Trabalho intermitente permite maior flexibilidade e redução de custos com mão de obra

A Reforma Trabalhista aprovada em 2017 trouxe uma série de mudanças à esfera do trabalho no País, facilitando a vida das organizações e dos profissionais. Entre elas, está o trabalho intermitente, que é um novo formato de contratação no qual o profissional é convocado a realizar suas atividades de maneira esporádica, com intervalos de inatividade de dias, semanas ou até meses.

Esse modelo não contínuo permite às empresas acionarem os colaboradores de acordo com suas necessidades, sendo uma alternativa interessante para cumprir demandas extras de serviços e produtos e ainda poupar custos na folha salarial.

A flexibilidade desse contrato também visa proteger os profissionais, já que formaliza os chamados bicos e freelancers e garante direitos trabalhistas aos prestadores de serviços. Por outro lado, também ajuda a reduzir o movimento dos chamados nômades de emprego, que são pessoas contratadas para exercer uma função mas que ficam pouco tempo no trabalho.

O que é e como funciona?

A legislação não determina jornada mínima de trabalho intermitente, mas impede que ela extrapole 44 horas semanais ou 220 horas mensais. O valor da hora trabalhada também não pode ser menor ao aplicado aos demais funcionários da organização que exercem a mesma função, nem inferior ao valor da hora de trabalho do salário mínimo.

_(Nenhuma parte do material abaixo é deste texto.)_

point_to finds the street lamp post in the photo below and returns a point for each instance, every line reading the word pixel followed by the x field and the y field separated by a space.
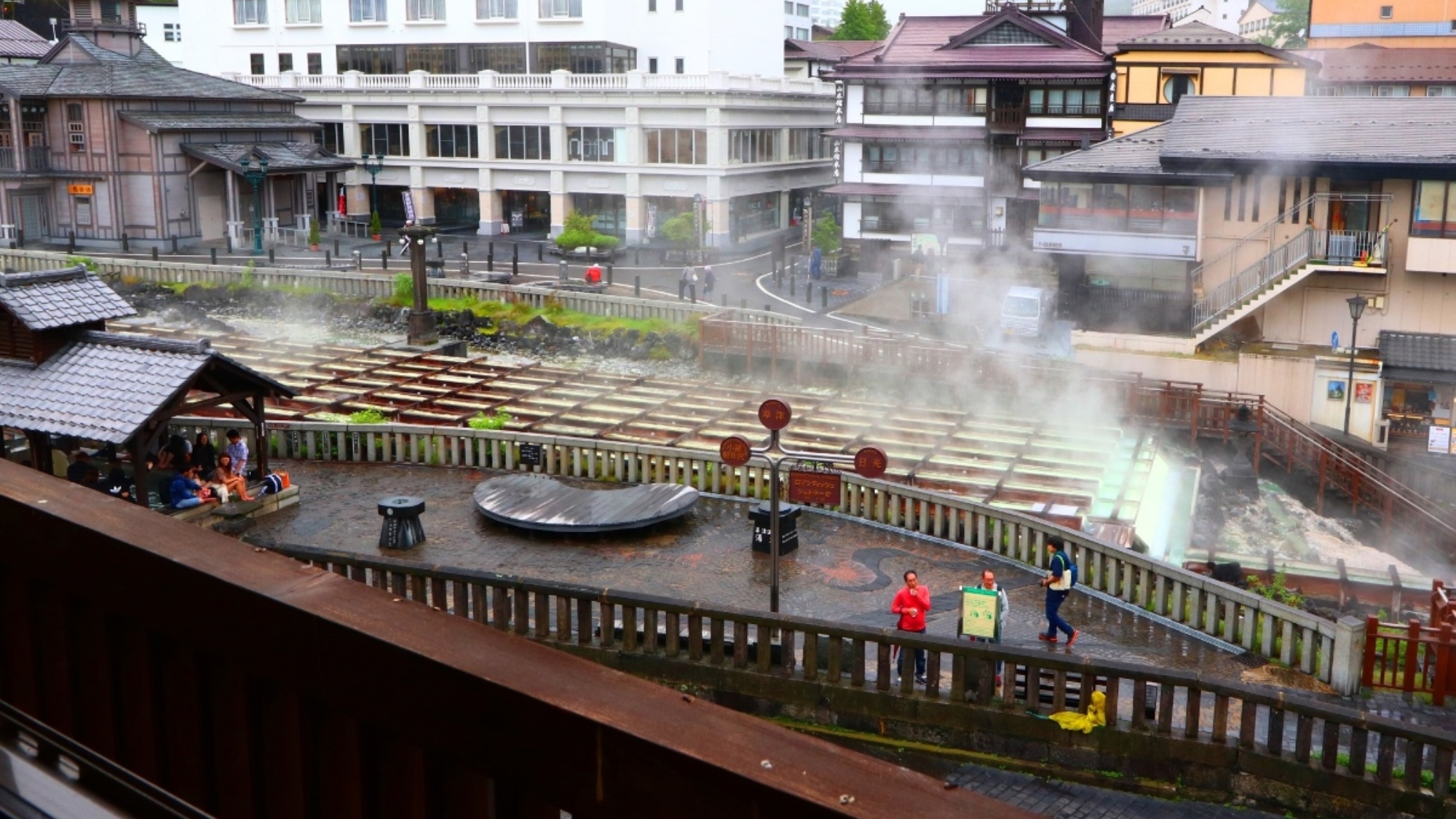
pixel 373 168
pixel 256 178
pixel 1358 305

A empresa deve convocar os colaboradores com, no mínimo, três dias de antecedência, via qualquer meio de comunicação (ligação telefônica, mensagem de texto ou redes sociais). O profissional tem 24 horas para responder se aceita ou não, mas é importante frisar que, se ele topar a proposta e descumprir o combinado, será obrigado a pagar uma multa de 50% relacionada ao valor de 30 dias de trabalho.

Recomenda-se que no contrato de trabalho intermitente ainda conste local e prazo para o pagamento da remuneração, turnos para os quais o empregado será convocado para prestar serviços, formas e instrumentos de convocação e de resposta para a prestação de serviços e formato de reparação recíproca na hipótese de cancelamento de serviços agendados. Esses detalhes facilitarão os acordos e a organização por parte dos profissionais.

Remuneração e direitos no contrato de trabalho intermitente

É importante lembrar que o empregado de trabalho intermitente estará resguardado por contrato, que garantirá, além do pagamento pelas horas trabalhadas no mês, férias proporcionais com adicional de 1/3, 13º salário, repouso semanal remunerado e adicionais legais, como hora extra. O profissional tem ainda direito ao recebimento de Fundo de Garantia por Tempo de Serviço (FGTS).

O profissional receberá apenas pelos dias trabalhados e nos períodos de inatividade poderá prestar serviços para outras companhias.

O contrato para trabalho intermitente não pode apresentar previsão de datas para execução de trabalhos. Além disso, o colaborador deve ser acionado com três dias de antecedência. Caso haja prévia definição dos dias de prestação de serviços, a natureza jurídica do contrato será outra: tempo parcial, por exemplo.